ABSTRACT

Traditional organizational theories often reflect a web of dominance along vectors of race, class, gender, sexuality, ability, and religion. In fact, the genesis of the field of organizational studies and management are rooted in an opposed binary logic of the West and the rest, which privileges cisgender, heterosexual (cishet) white Christian males as ideal workers. Further, leaders trained in higher education administrative preparation programs are often not given the tools to unearth systems of domination and transform the organizations that they lead. Despite training in management and administration, often higher education leaders are asked to educate racially, culturally, and ethnically diverse populations for which they are ill-prepared to serve. Additionally, executive-level leaders across all institutional types remain overwhelmingly white and male. Exacerbating these challenges is the fact that “traditional” organizational theories do little to provide guidance to leaders who may wish to develop the skills needed to advance the kind of radical change required to achieve the articulated “diversity” aspirations of most higher education institutions in the U.S. Also, the content of most organizational theory, higher education administration, and leadership courses inadequately prepares leaders to meet the educational imperative to serve increasingly diverse student populations. Thus, preparation programs inadvertently create a wide gulf between organizational aspirations and administrative competencies.
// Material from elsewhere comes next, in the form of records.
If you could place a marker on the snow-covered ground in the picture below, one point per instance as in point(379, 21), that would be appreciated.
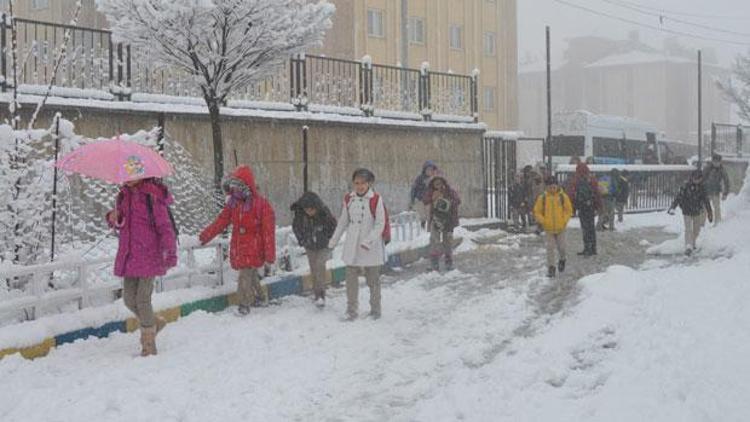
point(668, 339)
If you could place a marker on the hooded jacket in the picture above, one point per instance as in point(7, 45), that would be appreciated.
point(312, 232)
point(147, 243)
point(451, 196)
point(419, 187)
point(583, 174)
point(253, 241)
point(553, 211)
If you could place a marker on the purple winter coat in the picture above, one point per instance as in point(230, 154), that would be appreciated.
point(148, 246)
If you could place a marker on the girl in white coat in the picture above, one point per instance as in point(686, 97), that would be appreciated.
point(363, 219)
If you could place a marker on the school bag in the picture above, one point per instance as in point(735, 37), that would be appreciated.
point(386, 235)
point(584, 194)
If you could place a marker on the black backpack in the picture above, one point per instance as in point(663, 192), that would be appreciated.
point(584, 194)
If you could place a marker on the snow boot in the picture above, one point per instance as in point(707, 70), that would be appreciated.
point(435, 264)
point(448, 263)
point(148, 341)
point(160, 324)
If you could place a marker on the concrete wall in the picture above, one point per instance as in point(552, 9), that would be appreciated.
point(273, 148)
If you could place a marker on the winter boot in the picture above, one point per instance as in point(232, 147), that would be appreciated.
point(435, 263)
point(148, 341)
point(160, 324)
point(448, 263)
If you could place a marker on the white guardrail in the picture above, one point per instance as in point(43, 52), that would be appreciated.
point(89, 288)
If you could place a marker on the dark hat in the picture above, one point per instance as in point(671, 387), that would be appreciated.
point(365, 174)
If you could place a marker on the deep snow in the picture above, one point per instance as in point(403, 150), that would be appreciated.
point(668, 339)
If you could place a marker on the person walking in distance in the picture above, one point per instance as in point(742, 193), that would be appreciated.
point(716, 181)
point(364, 219)
point(147, 247)
point(313, 226)
point(621, 192)
point(417, 198)
point(443, 218)
point(253, 242)
point(694, 202)
point(587, 202)
point(553, 211)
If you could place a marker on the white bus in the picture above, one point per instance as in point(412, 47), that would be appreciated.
point(603, 139)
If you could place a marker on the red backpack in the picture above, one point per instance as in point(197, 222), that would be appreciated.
point(386, 235)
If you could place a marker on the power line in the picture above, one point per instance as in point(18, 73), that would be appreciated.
point(645, 25)
point(663, 17)
point(692, 15)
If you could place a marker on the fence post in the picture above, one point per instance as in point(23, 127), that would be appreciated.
point(367, 86)
point(128, 74)
point(713, 138)
point(424, 92)
point(739, 140)
point(475, 95)
point(3, 54)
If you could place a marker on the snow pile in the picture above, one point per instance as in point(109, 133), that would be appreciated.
point(668, 342)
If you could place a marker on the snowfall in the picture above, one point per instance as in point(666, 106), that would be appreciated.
point(666, 340)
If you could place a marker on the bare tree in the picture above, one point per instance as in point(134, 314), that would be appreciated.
point(738, 90)
point(224, 45)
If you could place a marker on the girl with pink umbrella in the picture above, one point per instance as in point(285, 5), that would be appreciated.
point(147, 240)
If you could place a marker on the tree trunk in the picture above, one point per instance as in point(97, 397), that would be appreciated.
point(213, 112)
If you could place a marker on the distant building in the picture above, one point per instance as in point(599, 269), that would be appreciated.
point(625, 78)
point(452, 35)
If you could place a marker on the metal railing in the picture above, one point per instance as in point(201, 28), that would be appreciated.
point(729, 139)
point(87, 283)
point(95, 66)
point(652, 187)
point(50, 288)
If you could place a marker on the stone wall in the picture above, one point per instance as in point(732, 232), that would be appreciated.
point(273, 147)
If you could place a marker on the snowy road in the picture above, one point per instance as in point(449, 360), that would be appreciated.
point(296, 363)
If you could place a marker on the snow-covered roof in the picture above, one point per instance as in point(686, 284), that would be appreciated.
point(637, 57)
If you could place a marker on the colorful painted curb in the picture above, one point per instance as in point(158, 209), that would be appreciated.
point(283, 287)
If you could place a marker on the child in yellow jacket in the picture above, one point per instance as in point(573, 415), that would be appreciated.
point(552, 211)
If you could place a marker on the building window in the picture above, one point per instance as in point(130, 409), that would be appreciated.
point(490, 43)
point(39, 4)
point(490, 94)
point(457, 35)
point(416, 30)
point(375, 27)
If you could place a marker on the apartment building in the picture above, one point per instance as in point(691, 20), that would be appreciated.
point(451, 35)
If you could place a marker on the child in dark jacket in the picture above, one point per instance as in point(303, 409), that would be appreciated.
point(147, 249)
point(313, 226)
point(443, 205)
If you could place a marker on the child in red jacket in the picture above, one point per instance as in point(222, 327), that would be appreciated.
point(253, 241)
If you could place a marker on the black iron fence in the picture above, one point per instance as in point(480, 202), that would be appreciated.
point(652, 188)
point(728, 139)
point(95, 66)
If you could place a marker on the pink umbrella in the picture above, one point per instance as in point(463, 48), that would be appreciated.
point(115, 161)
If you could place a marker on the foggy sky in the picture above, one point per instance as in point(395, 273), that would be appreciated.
point(566, 21)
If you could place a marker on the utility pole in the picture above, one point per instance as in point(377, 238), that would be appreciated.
point(700, 111)
point(549, 107)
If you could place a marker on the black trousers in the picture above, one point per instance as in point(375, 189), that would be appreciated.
point(588, 226)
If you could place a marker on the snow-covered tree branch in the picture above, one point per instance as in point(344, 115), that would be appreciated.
point(223, 45)
point(738, 91)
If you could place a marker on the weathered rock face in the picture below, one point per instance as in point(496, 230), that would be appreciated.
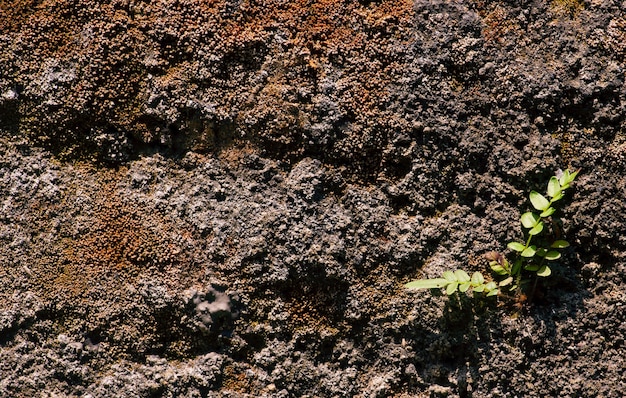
point(223, 198)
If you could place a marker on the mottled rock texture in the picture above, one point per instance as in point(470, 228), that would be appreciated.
point(223, 198)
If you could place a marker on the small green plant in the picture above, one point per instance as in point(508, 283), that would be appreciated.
point(531, 257)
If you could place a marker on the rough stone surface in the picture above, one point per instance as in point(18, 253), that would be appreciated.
point(224, 198)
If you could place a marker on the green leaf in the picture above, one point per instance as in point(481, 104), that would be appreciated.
point(536, 230)
point(427, 283)
point(529, 252)
point(559, 244)
point(544, 271)
point(492, 293)
point(451, 288)
point(529, 219)
point(506, 281)
point(538, 201)
point(498, 269)
point(477, 278)
point(531, 267)
point(553, 255)
point(565, 178)
point(461, 276)
point(449, 275)
point(554, 187)
point(516, 246)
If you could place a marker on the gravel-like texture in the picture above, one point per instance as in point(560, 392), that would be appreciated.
point(224, 198)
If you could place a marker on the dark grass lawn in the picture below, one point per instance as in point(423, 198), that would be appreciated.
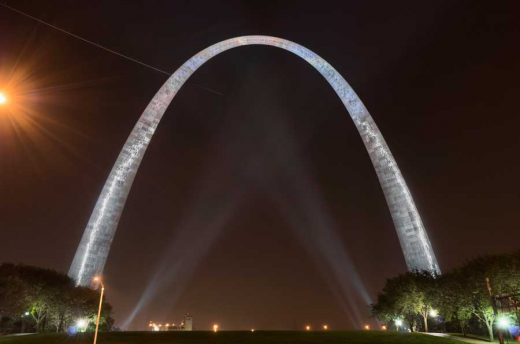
point(225, 337)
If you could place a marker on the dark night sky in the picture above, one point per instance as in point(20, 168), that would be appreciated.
point(235, 181)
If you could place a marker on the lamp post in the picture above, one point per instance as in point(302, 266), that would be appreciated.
point(98, 279)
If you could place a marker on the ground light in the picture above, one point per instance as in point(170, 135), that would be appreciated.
point(3, 98)
point(81, 325)
point(398, 324)
point(503, 322)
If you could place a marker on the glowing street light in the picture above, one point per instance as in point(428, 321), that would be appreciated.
point(99, 281)
point(81, 325)
point(503, 322)
point(3, 98)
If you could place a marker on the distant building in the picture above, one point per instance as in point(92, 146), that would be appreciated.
point(185, 325)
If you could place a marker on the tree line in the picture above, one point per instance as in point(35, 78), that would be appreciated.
point(461, 300)
point(34, 299)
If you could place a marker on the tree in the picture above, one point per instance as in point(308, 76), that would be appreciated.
point(409, 295)
point(50, 297)
point(453, 301)
point(504, 273)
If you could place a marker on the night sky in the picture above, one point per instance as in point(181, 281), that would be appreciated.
point(256, 153)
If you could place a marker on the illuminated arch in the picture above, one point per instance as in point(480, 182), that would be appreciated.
point(95, 244)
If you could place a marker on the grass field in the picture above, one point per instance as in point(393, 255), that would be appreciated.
point(225, 337)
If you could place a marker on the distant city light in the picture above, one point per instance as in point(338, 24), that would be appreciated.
point(3, 98)
point(503, 322)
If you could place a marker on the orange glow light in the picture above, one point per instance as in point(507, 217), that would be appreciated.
point(3, 98)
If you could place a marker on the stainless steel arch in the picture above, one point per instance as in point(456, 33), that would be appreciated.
point(95, 244)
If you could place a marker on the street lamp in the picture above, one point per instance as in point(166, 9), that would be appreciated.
point(98, 280)
point(398, 324)
point(3, 98)
point(503, 322)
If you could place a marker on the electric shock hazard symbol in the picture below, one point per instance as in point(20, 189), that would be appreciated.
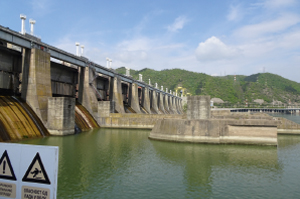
point(36, 172)
point(6, 170)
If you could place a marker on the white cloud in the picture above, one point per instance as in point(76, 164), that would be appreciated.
point(41, 7)
point(178, 24)
point(235, 13)
point(268, 27)
point(214, 49)
point(279, 3)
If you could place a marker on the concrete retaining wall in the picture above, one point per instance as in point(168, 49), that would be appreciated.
point(140, 121)
point(61, 115)
point(260, 132)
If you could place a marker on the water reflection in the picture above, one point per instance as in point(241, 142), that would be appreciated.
point(120, 163)
point(205, 165)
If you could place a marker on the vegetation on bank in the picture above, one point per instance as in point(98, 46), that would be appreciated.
point(271, 88)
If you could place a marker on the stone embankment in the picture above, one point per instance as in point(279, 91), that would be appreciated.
point(205, 126)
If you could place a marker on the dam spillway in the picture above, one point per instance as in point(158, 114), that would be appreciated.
point(18, 121)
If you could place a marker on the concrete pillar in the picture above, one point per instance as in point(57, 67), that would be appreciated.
point(153, 102)
point(170, 105)
point(26, 54)
point(198, 107)
point(146, 99)
point(115, 94)
point(61, 115)
point(36, 85)
point(134, 98)
point(174, 105)
point(166, 103)
point(161, 103)
point(86, 93)
point(180, 105)
point(104, 108)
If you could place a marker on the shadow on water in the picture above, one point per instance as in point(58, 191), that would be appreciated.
point(204, 165)
point(124, 163)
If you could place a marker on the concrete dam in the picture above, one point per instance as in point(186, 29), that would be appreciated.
point(63, 92)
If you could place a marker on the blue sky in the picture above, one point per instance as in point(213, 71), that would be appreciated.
point(215, 37)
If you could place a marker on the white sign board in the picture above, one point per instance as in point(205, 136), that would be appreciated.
point(28, 171)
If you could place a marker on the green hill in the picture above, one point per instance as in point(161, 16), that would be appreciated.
point(264, 86)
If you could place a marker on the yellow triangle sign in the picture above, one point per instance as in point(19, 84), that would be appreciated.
point(6, 170)
point(36, 172)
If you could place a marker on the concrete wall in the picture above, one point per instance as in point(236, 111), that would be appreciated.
point(166, 103)
point(134, 98)
point(261, 132)
point(104, 108)
point(161, 103)
point(61, 115)
point(37, 88)
point(153, 101)
point(86, 94)
point(116, 94)
point(146, 99)
point(198, 107)
point(287, 127)
point(140, 121)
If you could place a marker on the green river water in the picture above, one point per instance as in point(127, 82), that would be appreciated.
point(120, 163)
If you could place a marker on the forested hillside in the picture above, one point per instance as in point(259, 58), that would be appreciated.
point(266, 86)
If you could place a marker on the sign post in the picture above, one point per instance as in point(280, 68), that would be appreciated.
point(28, 171)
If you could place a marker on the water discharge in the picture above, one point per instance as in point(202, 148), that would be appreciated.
point(18, 121)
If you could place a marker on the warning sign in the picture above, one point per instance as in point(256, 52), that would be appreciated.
point(36, 172)
point(28, 171)
point(35, 193)
point(7, 190)
point(6, 170)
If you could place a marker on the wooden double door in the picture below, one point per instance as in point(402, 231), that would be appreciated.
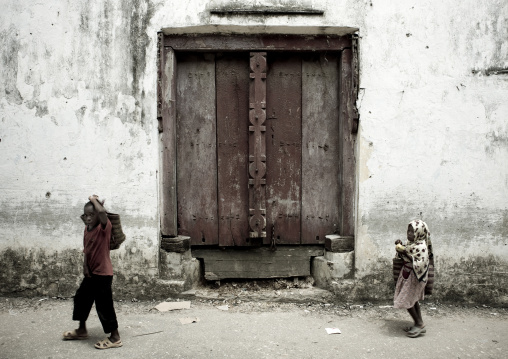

A key mechanism to drive a narrowing of this gulf is better training of higher education leaders in doctoral and master’s preparation programs. As such, in this chapter, I describe my pedagogical praxis for organizational theory courses within higher education administration preparation programs. In so doing, I describe how to engage intersectional pedagogical approaches that center queerness and transness, while attending to white supremacist and colonial legacies of higher education organizations. Through this praxis, I aspire to redress enduring concerns about curriculum and pedagogy within administrative preparation programs.